И все засмеялись, глядя на улыбку сморщенного старичка с редким седым пухом на подбородке.
Но Ван-Лун не потратил всех своих медяков на еду. Все, что было можно, он оставил на покупку цыновок для шалаша, когда они приедут на Юг. В огненной повозке нашлись люди, которые раньше бывали на Юге, нашлись и такие, которые ездили каждый год в богатые южные города работать и просить милостыню, чтобы легче было прокормиться. И Ван-Лун, когда он привык к необычной обстановке и перестал изумляться, видя в щели вагона, как быстро уносится из-под ног земля, начал прислушиваться к тому, что говорили эти люди. Они говорили громко, как подобает говорить мудрецу с невеждой.

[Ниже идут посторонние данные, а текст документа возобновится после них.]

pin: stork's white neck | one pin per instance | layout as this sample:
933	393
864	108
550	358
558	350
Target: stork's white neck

— Прежде всего тебе нужно купить шесть цыновок, — сказал один из них, человек с потрескавшимися и отвисшими, как у верблюда, губами. — Они стоят два медяка штука, если ты не сваляешь дурака и не будешь смотреть деревенщиной, а то с тебя сдерут по три за штуку — это больше, чем следует, — мне это хорошо известно. Горожанам меня не провести, хоть они и богачи, — он покачал головой и посмотрел на слушателей, ожидая, что они выразят ему восхищение.
Ван-Лун встревоженно прислушивался. Он сидел на корточках на полу вагона, ведь это была в конце концов просто комната из досок, где не на чем было сидеть, и сквозь щели в полу врывались ветер и пыль.
— А потом что? — настойчиво допрашивал он.
— Потом, — ответил человек еще громче, заглушая грохот чугунных колес, — потом ты свяжешь их вместе и сделаешь из них шалаш. А потом пойдешь просить милостыню, а перед тем испачкаешь себе лицо грязью, чтобы вид у тебя был жалкий, как у нищего.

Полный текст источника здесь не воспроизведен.